Si chiamano Amanda, Andrea, Aurora,
Bruno, Chiara, Giada, Gianluca, Lorenzo, Luca, Maela. Sono i dieci Passerotti del corso di teatro organizzato dal
Comitato Genitori dell’I.C. “Verjus” di Oleggio. Hanno dieci anni, meno Andrea
che ne ha uno in più. Potremmo anche chiamarli Lupacchiotti, dato che mettiamo
in scena una rivisitazione intitolata “Cappuccetto Lupo”; ma fa piacere un ricordo
del Teatro dei Passeri, ora Tecneke.
Cappuccetto Lupo è Cappuccetto
Rosso da grande. Ha sviluppato un odio profondo per i lupi e ha accettato con entusiasmo
il ruolo di sterminatrice di lupi offertole dai progettisti di un gigantesco
centro commerciale che sorgerà al posto della foresta. Si avvale della
collaborazione di Scuoio e Diserbo, due individui spietati. Si scontrerà con il
lupo Licos e con i suoi cuccioli Dentino e Graffio. Ma dovrà fare i conti con
la figlia Maela che esplora la foresta insieme all’amica Aurora. Maela scopre
con orrore e dolore i piani criminosi della madre. Cercherà di fermarla con l’aiuto
di Anima e Vegeta, spiriti della natura.
Il lavoro dell’anno scorso, “Dietro
la porta”, è stato propedeutico. Quest’anno l’intenzione è di mettere in scena
un’opera articolata e profonda. Punto sulle suggestioni del testo (l’anima
degli animali e delle piante, l’anima mundi; il ciclo di vita e morte; il
coraggio nella difesa delle convinzioni; i rapporti affettivi…), ma ho
soprattutto l’ambizione di realizzare un teatro in stile Tecneke. Un teatro più
da vivere che da recitare. Un teatro che sia esperienza di relazioni non
artificiali e non artificiose. Siamo abituati al teatro come esibizione di
attori che mostrano le proprie abilità a un pubblico giudicante, la cui
presenza è sottolineata dal comportamento degli attori stessi (gesti e sguardi,
scansione recitativa generata dal rapporto con gli spettatori) e dalla
disposizione della macchina scenica (scenografia, luci, musiche, tutto
strutturato in funzione del pubblico). Non facciamo certo a meno del pubblico,
ma lo dimentichiamo. Gli attori si concentrano sul gioco di relazioni nello
spazio chiuso a loro dedicato che vivono il più possibile a livello
allucinatorio. Devono vedere la foresta e sentirne le voci, devono ascoltare le
proprie emozioni e trasmetterle. È possibile farlo con attori di dieci anni?

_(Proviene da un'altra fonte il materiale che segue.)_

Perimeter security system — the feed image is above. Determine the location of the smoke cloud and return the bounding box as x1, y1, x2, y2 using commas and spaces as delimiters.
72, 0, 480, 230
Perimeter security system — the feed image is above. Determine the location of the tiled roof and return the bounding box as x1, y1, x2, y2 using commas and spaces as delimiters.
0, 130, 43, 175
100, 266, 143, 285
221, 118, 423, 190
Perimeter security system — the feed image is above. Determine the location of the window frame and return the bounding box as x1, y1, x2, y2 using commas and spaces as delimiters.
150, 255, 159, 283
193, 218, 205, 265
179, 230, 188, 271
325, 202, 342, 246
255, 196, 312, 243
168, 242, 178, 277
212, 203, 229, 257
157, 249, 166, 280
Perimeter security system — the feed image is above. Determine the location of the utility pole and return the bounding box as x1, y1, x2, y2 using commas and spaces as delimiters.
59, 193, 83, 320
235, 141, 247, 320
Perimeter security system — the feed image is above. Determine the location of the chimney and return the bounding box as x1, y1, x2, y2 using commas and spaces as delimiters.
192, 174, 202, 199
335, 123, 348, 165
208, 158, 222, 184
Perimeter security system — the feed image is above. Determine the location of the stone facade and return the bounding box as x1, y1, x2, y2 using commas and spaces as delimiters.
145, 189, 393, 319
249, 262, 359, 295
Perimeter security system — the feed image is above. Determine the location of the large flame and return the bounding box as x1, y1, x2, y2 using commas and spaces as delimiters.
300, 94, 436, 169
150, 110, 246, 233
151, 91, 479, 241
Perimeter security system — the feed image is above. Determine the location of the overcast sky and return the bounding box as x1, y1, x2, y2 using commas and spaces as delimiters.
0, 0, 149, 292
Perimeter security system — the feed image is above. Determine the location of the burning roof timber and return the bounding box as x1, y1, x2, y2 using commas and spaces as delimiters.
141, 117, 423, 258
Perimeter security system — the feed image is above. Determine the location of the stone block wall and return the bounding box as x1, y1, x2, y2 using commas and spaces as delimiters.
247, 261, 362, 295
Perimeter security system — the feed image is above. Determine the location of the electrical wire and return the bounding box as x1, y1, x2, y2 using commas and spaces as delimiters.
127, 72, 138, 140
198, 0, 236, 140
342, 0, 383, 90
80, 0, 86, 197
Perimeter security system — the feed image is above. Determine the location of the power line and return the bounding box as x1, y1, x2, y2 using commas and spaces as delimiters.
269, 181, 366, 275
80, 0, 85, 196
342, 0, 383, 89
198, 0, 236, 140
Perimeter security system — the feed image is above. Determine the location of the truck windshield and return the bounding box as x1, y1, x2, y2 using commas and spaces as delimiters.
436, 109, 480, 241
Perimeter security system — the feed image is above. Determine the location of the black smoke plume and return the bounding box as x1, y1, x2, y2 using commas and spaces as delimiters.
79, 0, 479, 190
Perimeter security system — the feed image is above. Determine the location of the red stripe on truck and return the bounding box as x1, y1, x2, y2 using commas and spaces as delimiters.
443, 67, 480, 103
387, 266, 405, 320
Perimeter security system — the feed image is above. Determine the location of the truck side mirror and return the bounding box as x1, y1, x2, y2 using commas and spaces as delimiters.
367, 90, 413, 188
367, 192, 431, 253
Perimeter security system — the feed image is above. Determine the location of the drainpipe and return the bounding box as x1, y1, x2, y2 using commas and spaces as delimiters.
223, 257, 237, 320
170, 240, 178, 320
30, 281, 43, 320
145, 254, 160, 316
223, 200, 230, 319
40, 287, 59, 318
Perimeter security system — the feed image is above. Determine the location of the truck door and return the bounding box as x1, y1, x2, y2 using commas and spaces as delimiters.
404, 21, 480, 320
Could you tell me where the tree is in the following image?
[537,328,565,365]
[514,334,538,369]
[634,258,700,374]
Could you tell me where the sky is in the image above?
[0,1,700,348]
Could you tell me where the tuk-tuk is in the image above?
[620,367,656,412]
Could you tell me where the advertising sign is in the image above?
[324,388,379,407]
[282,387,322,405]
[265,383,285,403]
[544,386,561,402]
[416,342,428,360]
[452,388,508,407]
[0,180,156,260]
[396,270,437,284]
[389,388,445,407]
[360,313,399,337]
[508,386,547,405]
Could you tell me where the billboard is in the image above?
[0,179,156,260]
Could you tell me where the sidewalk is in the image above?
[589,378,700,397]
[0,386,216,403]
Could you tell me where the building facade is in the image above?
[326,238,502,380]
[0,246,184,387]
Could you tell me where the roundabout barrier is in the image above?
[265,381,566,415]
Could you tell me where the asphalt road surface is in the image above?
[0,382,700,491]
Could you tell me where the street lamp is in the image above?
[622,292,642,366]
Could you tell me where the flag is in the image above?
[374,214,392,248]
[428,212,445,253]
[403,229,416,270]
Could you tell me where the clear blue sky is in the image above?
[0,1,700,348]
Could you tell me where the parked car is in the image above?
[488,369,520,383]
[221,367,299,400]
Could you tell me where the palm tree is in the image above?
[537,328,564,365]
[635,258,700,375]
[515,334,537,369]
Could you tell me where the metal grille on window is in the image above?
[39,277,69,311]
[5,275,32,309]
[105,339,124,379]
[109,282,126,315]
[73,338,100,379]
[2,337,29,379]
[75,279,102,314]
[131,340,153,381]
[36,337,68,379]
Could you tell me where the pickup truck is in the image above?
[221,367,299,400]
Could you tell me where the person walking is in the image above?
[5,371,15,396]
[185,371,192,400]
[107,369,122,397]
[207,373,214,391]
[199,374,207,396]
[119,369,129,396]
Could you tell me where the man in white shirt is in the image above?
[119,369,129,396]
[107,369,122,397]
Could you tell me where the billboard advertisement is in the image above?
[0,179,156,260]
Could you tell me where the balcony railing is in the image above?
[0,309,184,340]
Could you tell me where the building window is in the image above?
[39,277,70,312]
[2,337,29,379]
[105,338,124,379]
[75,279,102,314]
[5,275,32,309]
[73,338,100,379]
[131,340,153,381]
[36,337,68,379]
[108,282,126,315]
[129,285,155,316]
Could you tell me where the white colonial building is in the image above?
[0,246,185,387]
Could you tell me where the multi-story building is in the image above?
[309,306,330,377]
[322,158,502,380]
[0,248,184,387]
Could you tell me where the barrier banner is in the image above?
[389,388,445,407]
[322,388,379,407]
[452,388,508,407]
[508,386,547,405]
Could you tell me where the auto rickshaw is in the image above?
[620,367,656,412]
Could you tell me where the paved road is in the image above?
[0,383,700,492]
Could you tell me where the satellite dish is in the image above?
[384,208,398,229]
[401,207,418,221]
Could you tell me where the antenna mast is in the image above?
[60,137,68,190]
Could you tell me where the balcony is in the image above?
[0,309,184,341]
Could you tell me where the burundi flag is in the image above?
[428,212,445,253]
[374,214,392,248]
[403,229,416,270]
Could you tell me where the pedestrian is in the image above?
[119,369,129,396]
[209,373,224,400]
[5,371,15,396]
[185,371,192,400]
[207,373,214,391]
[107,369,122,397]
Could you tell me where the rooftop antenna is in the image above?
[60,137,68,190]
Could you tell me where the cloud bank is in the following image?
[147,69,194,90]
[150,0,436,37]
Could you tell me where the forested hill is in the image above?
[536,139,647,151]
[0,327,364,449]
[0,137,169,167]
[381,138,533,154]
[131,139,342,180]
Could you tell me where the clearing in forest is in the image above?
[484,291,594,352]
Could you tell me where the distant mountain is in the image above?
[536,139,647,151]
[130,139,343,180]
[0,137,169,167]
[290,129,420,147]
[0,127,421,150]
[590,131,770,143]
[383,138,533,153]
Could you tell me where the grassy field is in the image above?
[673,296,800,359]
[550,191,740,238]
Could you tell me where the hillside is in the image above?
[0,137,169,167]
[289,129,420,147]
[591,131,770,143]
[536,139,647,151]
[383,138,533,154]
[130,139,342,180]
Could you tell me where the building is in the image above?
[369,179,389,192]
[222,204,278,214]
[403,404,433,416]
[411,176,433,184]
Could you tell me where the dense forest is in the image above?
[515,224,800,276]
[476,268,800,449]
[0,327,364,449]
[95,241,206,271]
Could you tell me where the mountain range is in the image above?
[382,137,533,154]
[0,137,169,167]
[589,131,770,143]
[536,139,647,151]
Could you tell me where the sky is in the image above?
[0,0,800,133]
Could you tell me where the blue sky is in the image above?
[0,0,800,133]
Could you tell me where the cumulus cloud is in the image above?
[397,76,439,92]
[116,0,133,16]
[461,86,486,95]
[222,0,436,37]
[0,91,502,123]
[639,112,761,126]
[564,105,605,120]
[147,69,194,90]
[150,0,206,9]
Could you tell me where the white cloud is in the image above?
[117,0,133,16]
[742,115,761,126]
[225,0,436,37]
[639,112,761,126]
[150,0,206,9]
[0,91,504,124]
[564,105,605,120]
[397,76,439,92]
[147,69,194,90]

Non lo so e non voglio nemmeno angustiarmi in ordine ai risultati da
conseguire. Qualunque forma d’arte si pratichi, c’è bisogno di una linea guida,
di una semiotica personale, di una visione del mondo che dia significato e motivazione.
“Cappuccetto Lupo” non si prefigge di deliziare il pubblico con una compagnia
di decenni che racconta una storia ambientalista con il supporto di luci
colorate e musiche suggestive. Anche q uesto,
ma non solo. L’intenzione è di offrire a dieci bambini un viaggio dentro la
propria immaginazione, alla riscoperta di sé come anima/corpo/voce in relazione
espressiva con il mondo.
Incominciamo con la lettura della
favola tradizionale nelle due versioni di Perrault e di Grimm. Poi la controfiaba,
dal punto di vista del lupo, dello scrittore americano Lief Fearn. Leggo quindi
una scheda particolareggiata sul lupo. Infine, alcuni documentari con l’analisi
dell’ululato e dell’andatura. Tutto questo non come in un’aula universitaria. I
giovanissimi allievi manifestano curiosità coerenti con l’età e non capiscono
bene, a volte, le mie richieste. Vengono da otto ore di scuola, hanno voglia di
muoversi, farsi scherzi, ridere. Distribuisco le prime pagine con il compito di
memorizzare alcune battute. La prossima volta si comincia a “recitare”. Dieci
personaggi da tenere in scena giustificandone la presenza quando non hanno
battute (detesto il dentro fuori degli attori). Non so ancora come farò.
Sto strutturando mentalmente lo spazio. Tre pedane per il territorio dei lupi;
un fondale trasparente per Anima e Vegeta; due cubi… La soluzione sta nel
giocare. All’inizio è il caos, ma anche la vita strutturata è nata dal caos.